DB won't train, 'Unsure' about everything

Tue Feb 18 22:16:17 CET 2025

Am 18.02.25 um 11:52 schrieb Adrian via bogofilter:
> I later realised that I'd jumped to a conclusion and got it very wrong.
>
> .ENCODING probably never appeared in a mail.  bogofilter adds it to a
> new DB when you create it by training.
>
> I tried this, and it created the line
> .ENCODING 2 0 20250218
>
> So I replaced the wrong version ".ENCODING 4 0 20230304" with this new
> one.  (Needs to be done in a binary-safe way.)
>
> and it still works.  Maybe bogofilter would have added the missing line
> itself, didn't check.
>
> The three 'special' lines mostly look like ordinary tokens, but the
> spamcount column is sometimes used for a different purpose.
>
> Matthias, could you explain what the significance of the values is?

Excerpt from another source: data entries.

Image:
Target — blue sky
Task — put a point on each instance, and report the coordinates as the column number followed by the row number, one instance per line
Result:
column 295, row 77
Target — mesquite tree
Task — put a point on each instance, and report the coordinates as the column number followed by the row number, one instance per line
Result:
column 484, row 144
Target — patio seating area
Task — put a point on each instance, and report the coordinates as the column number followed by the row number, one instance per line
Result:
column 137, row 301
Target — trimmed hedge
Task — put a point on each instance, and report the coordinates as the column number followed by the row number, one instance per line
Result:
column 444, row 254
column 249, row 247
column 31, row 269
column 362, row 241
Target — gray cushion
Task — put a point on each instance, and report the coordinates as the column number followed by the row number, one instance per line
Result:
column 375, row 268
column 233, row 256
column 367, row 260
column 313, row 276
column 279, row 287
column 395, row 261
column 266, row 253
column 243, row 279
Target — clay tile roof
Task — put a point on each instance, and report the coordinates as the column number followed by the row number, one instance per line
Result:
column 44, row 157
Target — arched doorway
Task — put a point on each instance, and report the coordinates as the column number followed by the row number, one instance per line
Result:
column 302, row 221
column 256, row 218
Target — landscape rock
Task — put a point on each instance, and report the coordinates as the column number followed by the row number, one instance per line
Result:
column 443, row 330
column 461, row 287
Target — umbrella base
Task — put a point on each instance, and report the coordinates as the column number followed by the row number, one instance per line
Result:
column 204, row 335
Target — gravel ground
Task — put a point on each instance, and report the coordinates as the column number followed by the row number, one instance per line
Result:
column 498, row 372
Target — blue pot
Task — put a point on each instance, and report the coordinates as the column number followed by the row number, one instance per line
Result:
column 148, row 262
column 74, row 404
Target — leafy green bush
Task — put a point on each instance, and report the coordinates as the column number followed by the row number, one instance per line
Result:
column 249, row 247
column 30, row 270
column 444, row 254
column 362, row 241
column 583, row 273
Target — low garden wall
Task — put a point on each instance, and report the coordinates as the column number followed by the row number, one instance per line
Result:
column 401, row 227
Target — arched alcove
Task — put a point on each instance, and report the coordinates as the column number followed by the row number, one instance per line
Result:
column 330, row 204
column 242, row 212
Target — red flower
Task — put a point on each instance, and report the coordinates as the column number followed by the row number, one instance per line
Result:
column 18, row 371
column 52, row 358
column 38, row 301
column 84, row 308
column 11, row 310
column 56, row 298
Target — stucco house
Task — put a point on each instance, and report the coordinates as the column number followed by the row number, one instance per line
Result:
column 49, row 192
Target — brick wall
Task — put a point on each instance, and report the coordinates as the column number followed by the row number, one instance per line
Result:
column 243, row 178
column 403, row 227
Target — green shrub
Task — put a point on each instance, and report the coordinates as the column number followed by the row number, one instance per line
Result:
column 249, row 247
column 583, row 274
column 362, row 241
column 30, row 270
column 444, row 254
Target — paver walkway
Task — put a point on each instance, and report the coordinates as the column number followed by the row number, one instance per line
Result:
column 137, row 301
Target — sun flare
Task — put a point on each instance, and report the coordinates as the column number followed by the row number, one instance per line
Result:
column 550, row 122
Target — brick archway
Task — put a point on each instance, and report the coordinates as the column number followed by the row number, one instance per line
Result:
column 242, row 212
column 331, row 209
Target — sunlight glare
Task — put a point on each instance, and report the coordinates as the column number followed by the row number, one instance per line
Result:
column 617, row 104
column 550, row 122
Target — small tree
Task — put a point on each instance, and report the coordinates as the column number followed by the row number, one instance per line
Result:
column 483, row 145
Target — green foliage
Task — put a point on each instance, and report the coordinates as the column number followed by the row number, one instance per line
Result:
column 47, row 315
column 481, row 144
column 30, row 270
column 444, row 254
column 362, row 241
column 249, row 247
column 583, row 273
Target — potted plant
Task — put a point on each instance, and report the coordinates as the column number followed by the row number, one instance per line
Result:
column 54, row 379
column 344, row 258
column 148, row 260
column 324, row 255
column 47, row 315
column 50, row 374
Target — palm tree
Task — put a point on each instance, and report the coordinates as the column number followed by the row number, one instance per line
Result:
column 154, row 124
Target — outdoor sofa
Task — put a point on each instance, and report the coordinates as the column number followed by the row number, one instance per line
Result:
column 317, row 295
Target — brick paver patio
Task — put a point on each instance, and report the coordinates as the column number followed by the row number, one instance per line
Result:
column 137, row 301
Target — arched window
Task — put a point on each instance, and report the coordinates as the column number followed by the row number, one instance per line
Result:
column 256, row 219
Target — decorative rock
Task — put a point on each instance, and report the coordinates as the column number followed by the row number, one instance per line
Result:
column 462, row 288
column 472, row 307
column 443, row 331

A quick search of the docs or sources could have found you this:

RELEASE.NOTES:

> [Major 0.95.0] Unicode in UTF-8
>
> This release supports Unicode (UTF-8).  A new meta-token .ENCODING has
> been added to the wordlist so that bogofilter can determine if it's
> using Unicode or not.  A value of 1 indicates raw storage and 2
> indicates UTF-8 encoded tokens.  Bogofilter checks for this meta-token
> and converts incoming text to UTF-8 as appropriate.
[please read the rest of that section, maybe online at
https://gitlab.com/bogofilter/bogofilter/-/blob/bogofilter-1.2.5/bogofilter/RELEASE.NOTES?ref_type=tags#L68
]

So a value of 4 seems wrong. If this was the result of merging wordlists
and not just exporting/importing them we should investigate if the
current beta or Git stuff were to get merging wrong, and how you do it,
so we can avoid the .ENCODING meta token values to be summed up.